The best teachings are those learned after the biggest mistakes. I invite you to discover 4 tools that will help you have a more balanced and happy life.
The best lessons are those that are learned after the biggest mistakes, and in that respect I am more than an expert. Some people tend to misjudge those of us who study psychology, because they consider that because we have studied that profession we are balanced people, that we lead perfect lives and that we have a superb capacity to control our feelings and emotions; In other words, the worst tragedies can happen to us and nothing will take us out of our own control. What a huge mistake!
Opening my soul
Between those of us who study psychology and those of us who don’t, there is no difference. We have all had to go through our own Gethsemane and from somewhere our emotions falter. Personally, I find it difficult to forget an offense; As if that were not enough, I torture myself day and night remembering the event and I spend as much rage as possible, and that does not stop until I feel alone somewhere and I say to myself: “It was enough punishment!”

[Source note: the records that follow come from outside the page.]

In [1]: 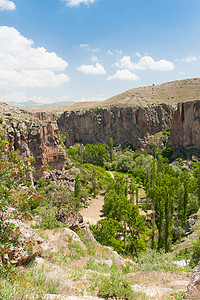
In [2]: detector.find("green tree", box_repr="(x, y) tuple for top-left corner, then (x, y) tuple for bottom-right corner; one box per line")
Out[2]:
(74, 174), (81, 200)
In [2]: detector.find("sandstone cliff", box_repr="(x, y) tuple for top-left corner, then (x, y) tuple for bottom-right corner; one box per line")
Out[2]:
(0, 103), (66, 180)
(169, 100), (200, 153)
(58, 104), (174, 148)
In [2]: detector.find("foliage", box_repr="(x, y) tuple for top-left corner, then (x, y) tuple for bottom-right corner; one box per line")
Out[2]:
(34, 206), (60, 229)
(145, 155), (199, 252)
(68, 143), (109, 166)
(0, 131), (32, 255)
(135, 249), (178, 272)
(98, 266), (136, 300)
(90, 176), (146, 255)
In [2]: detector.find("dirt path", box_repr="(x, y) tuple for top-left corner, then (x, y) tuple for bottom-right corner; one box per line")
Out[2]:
(80, 194), (104, 224)
(80, 171), (114, 225)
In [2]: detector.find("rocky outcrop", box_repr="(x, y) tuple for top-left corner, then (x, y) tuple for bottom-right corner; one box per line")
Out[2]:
(2, 220), (43, 266)
(169, 100), (200, 154)
(58, 104), (174, 148)
(0, 103), (66, 180)
(185, 214), (199, 235)
(186, 262), (200, 300)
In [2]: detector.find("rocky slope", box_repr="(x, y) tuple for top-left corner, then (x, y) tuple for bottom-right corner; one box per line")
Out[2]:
(58, 104), (174, 148)
(0, 103), (66, 180)
(26, 78), (200, 113)
(169, 101), (200, 153)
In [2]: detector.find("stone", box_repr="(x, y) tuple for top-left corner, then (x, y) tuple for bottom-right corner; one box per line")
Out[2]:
(0, 103), (66, 180)
(168, 100), (200, 158)
(3, 219), (43, 266)
(186, 262), (200, 300)
(58, 104), (174, 148)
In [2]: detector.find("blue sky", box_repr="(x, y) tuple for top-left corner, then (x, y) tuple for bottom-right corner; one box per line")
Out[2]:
(0, 0), (200, 103)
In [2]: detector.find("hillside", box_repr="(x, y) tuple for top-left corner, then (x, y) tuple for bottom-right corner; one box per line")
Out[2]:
(26, 78), (200, 113)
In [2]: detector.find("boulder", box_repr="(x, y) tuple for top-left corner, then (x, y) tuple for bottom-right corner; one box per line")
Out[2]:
(2, 220), (43, 266)
(186, 262), (200, 300)
(185, 214), (198, 235)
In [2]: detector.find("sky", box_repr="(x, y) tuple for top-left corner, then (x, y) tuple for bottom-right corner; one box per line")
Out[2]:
(0, 0), (200, 104)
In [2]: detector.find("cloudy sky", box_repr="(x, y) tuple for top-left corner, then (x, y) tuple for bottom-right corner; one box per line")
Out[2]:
(0, 0), (200, 103)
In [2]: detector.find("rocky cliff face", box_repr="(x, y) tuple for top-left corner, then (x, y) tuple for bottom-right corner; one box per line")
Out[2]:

Things can get worse, as I not only “gloat” in my injuries, but I also plan revenge that I never carry out and that only serve to harm me even more, physically and emotionally. But something that I know that I can do wonderfully is to offend people verbally, and that’s what I resort to most of the time; I’m not going to lie to you, on many occasions I regret it, but on other occasions I don’t, and I don’t have an iota of remorse left.
Relee: Sometimes you also need your own Gethsemane.
My career has helped me to know myself, otherwise it would be impossible that I was confessing here my most horrible demons. Despite the aforementioned, throughout my adult life I have learned some things that have helped me to be a better person, since there is no point in harming myself and much less harming others, and that I want to share with you with the intention that learn from my mistakes:
1. You do not have to be you for you
There is a saying that arguing with closed and stubborn people is putting yourself on their level, and that because of their experience on the subject they will win you over. I admit that is a pretty strong saying, but it is real. There are people who will want to unload their frustrations on you and they will achieve it if you put yourself at their level, achieving what they were looking for: getting upset and emptying their bitterness on you, even if you were not the source of their discomfort.
The best thing you can do in this situation is not go along with them; If the person insists on making you uncomfortable, just walk away and don’t feed the fire of their anger, because you are going to get out badly or hurt. Get out of her sight and talk to her when you notice that she is no longer upset, at that moment you will discover two things: 1. He is just an angry person who may not even know what she was saying, and 2. If.
I invite you to read: A committed life
2. It takes two to fight
I learned this from my younger sister: you have nothing to gain from fighting someone who has offended you. Something that will quench the source of their anger will be your immediate silence. It may be possible that she continues to harass you and that you burst with unanswered desires, but hold on! There is a good chance that she will not continue doing it, since by not having the answer you are looking for, she will have no choice but to control herself and screw herself up.
3. Do you want to get sick? Accumulate resentment and let yourself be infected by anger
Any alteration of mood affects the organism and those that will suffer will be your organs as they develop, due to the effects of accumulated anger and stress, nerve ulcers and an irritated colon; This can be corroborated by any doctor.
Relee: We must express what we feel, but also what we think.
4. Positive thoughts will improve your mood
The best thing you can do to get back at someone who has hurt you is to wish that they do very well in their life. I know how this sounds, but it is true, forgiveness, rather than benefiting another, is a favor that you do yourself; Therefore, focus on being happy, on not letting them harm you and not harm your loved ones through you. If someone has insulted you or does not feel good about you, wish them to do excellent, since it is what they need the most because the ruin they are putting on is more than enough to be unhappy the rest of their days.
You have come to this world to be happy and happiness is something that is contagious and that no one can take away from you if you do not allow it; So don’t do it and strive to be a better person every day for yourself and those around you.